Fields was arguably one of Queensland's greatest female players. To date she has notched up 98 WNCL matches and 47 WT20 matches with the Konica Minolta Queensland Fire and enjoyed individual success at domestic level. She won the Player-of-the-Year award on three occasions for Queensland and amassed 2327 WNCL runs and 829 WT20 runs. Fields captained the Queensland side to their first ever WT20 title in the 2013–14 season, although she missed the final due to injury.

Fields was the 150th woman to play Test cricket for Australia, and the 105th woman to play One Day International cricket for Australia.

In 2014, Fields launched a personal scholarship scheme, "The Jodie Fields Young Cricketer Development Scholarship" in partnership with UQ Business School, Kookaburra Sport, and QLD Cricket Association.

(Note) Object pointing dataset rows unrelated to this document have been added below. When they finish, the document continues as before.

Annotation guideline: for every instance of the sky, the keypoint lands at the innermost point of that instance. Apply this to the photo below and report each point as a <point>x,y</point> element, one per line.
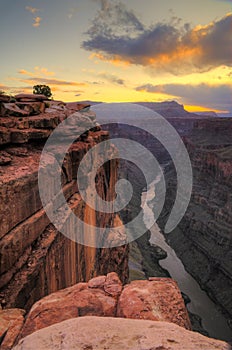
<point>120,51</point>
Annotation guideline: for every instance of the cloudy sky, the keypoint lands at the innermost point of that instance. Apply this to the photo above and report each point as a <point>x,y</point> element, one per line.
<point>127,50</point>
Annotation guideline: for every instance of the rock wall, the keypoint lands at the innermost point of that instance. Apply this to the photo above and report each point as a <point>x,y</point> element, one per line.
<point>203,239</point>
<point>36,259</point>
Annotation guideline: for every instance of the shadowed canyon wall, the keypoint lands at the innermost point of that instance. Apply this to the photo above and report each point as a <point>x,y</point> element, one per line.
<point>36,259</point>
<point>203,239</point>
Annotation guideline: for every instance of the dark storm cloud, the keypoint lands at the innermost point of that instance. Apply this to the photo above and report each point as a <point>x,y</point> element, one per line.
<point>216,96</point>
<point>116,33</point>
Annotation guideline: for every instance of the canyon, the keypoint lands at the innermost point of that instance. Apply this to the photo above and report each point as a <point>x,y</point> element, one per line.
<point>49,284</point>
<point>36,259</point>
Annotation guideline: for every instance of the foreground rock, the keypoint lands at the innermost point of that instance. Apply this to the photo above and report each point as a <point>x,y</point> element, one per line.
<point>158,299</point>
<point>96,298</point>
<point>11,322</point>
<point>104,296</point>
<point>117,334</point>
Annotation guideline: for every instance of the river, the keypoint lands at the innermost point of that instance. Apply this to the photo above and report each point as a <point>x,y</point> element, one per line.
<point>212,319</point>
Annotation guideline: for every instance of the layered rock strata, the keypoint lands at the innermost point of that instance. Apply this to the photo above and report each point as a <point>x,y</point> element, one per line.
<point>117,334</point>
<point>203,239</point>
<point>36,259</point>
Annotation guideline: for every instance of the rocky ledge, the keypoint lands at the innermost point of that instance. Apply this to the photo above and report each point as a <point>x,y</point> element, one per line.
<point>102,296</point>
<point>97,333</point>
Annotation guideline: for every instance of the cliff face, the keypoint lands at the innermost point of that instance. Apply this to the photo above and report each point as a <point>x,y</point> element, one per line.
<point>36,259</point>
<point>203,239</point>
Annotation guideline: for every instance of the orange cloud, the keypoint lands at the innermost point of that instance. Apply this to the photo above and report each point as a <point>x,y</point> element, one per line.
<point>31,9</point>
<point>54,82</point>
<point>162,46</point>
<point>37,21</point>
<point>37,71</point>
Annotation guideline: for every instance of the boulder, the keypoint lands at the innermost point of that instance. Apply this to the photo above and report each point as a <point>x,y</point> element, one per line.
<point>78,106</point>
<point>29,97</point>
<point>11,322</point>
<point>82,299</point>
<point>4,135</point>
<point>158,299</point>
<point>32,108</point>
<point>8,109</point>
<point>98,333</point>
<point>5,158</point>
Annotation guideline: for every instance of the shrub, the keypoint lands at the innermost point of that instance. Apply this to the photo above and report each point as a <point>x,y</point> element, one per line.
<point>42,90</point>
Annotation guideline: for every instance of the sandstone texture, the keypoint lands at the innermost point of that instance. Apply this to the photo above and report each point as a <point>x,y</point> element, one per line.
<point>158,299</point>
<point>11,323</point>
<point>36,259</point>
<point>117,334</point>
<point>204,236</point>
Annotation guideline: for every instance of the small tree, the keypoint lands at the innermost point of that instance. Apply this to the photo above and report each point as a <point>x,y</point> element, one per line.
<point>42,90</point>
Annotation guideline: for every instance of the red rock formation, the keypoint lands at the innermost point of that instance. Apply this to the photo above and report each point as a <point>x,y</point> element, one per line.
<point>36,259</point>
<point>115,334</point>
<point>203,238</point>
<point>157,299</point>
<point>11,323</point>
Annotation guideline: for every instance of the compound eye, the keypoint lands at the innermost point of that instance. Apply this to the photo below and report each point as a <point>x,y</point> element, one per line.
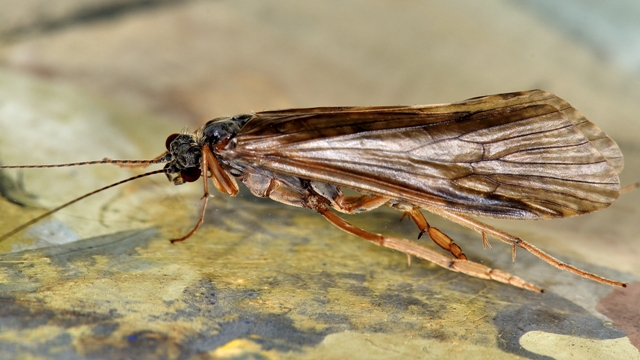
<point>190,174</point>
<point>170,140</point>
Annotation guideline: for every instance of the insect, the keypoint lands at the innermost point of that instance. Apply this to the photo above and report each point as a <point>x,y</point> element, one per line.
<point>522,155</point>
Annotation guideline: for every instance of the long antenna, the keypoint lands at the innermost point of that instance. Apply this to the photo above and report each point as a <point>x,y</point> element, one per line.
<point>35,220</point>
<point>95,162</point>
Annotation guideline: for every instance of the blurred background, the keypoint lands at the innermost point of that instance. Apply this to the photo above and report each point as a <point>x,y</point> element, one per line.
<point>83,80</point>
<point>190,61</point>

The scholarship assists promising young female cricketers around Queensland with their sport development and professional career prospects. The scholarship has been awarded to four aspiring young girls since 2014, by assisting them with new cricket gear, financial assistance and a significant head start in their careers. Each annual Scholarship recipient is selected from a group of promising players that attend the Queensland Cricket Emerging Girls talent identification camp or are part of the Queensland Cricket Youth Pathway programs, and/or are rural based residents with a determination to succeed in cricket. The scholarship was originally designed and sponsored by Jodie with significant contributions from, Talbot and Purves Pty Ltd, Hollis Family Trust, Howzat Sports and Queensland Cricket Association. In 2015–16, Jodie partnered with University of Queensland Business School for a five-year $2,500 annual scholarship agreement. In addition to this sponsorship, Kookaburra Sport and the Queensland Cricket Association have been tremendous supporters of the initiative with equipment and mentorship opportunities. The scholarship provides significant financial assistance to families, a cricket gear sponsorship and access to Brisbane Heat and Queensland Fire training, games and mentorship from elite female players.

In 2017, Fields was an integral part behind the renewed memorandum of understanding (MOU) for Australian cricketers, secured under an in-principle agreement between Cricket Australia and the Australian Cricketers' Association, to include men and women in the same agreement for the first time. The goal for this revenue share model was to bring the female players into the same model to allow their part of the game to grow. Fields has been a standout voice for this change, "the deal recognises the contribution women make to sport in this country, both on the field and off the field. The agreement will provide a secure workplace for female cricketers both at international and domestic level. It will support female cricketers as the game moves progressively towards complete professionalisation in a sustained manner. In recent years, women’s cricket has grown both locally, domestically in Australia and globally."

Fields's nickname is "Jacko"; she has said that that is because she runs like a Jack Russell Terrier.